## Optimizing C# ##

I've been creating a financial derivatives pricing model over the past few years that's highly accurate. It started off as a model that needed to be used very selectively, because it took around 10 seconds to run it on all S&P 500 index options, and with ~20 parameters that needed to be calibrated to fit market prices, it would take sometimes up to an hour to calibrate. But as time passed, I learned new coding and mathematical optimizations that have now sped it up to about 5 milliseconds. Much of this was accomplished due to refining a constrained linear programming procedure that needed to run 1000s of times from around 1 millisecond to 10s of nanoseconds.

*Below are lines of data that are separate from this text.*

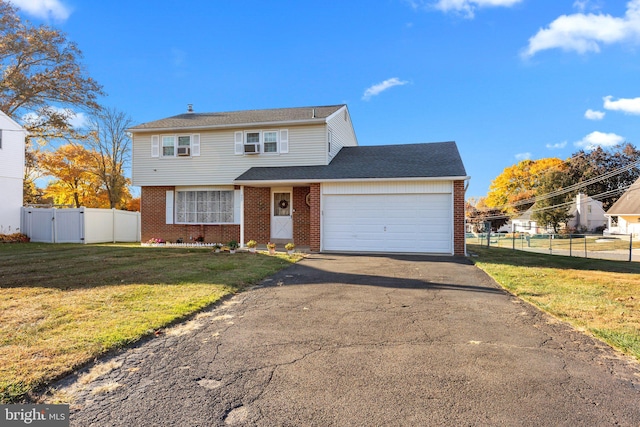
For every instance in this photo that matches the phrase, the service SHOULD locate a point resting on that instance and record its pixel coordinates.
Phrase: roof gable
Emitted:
(242, 118)
(629, 202)
(427, 160)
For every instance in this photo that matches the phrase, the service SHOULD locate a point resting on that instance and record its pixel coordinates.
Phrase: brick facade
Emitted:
(257, 214)
(153, 218)
(459, 246)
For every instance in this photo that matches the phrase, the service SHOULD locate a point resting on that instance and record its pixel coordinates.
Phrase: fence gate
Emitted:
(53, 225)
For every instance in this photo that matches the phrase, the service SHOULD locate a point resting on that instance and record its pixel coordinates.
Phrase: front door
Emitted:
(281, 214)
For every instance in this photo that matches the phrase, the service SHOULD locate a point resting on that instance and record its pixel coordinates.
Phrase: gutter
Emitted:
(229, 126)
(316, 180)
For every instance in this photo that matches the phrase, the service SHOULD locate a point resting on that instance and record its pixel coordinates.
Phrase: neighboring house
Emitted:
(587, 214)
(12, 147)
(296, 174)
(624, 216)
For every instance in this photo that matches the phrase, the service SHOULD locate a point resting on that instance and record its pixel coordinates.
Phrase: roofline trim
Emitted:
(312, 180)
(230, 126)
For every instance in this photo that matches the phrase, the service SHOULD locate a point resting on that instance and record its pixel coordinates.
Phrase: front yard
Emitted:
(61, 306)
(597, 296)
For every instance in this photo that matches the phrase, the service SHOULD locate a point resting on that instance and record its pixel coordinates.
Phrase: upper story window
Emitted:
(270, 142)
(168, 146)
(262, 142)
(175, 145)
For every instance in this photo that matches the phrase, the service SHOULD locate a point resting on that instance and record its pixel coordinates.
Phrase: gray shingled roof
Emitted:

I won't go into that one, but I did want to share some of the several other lessons I learned about high performance coding in C#. 

In this repo, I present a set of microbenchmarks run with BenchmarkDotNet that I found interesting enough to want to share. As you go through this, you'll notice that some of my math doesn't add up. This is often because I talk in terms of improvements on serial operations, and my acutal code features several parallel operations. Also because I did a lot of mental math while writing this, and I'm plenty fallible.

Of note, I ran everything on a Ryzen 5900X and Windows 10, and I used .NET 6.0 as the target framework. 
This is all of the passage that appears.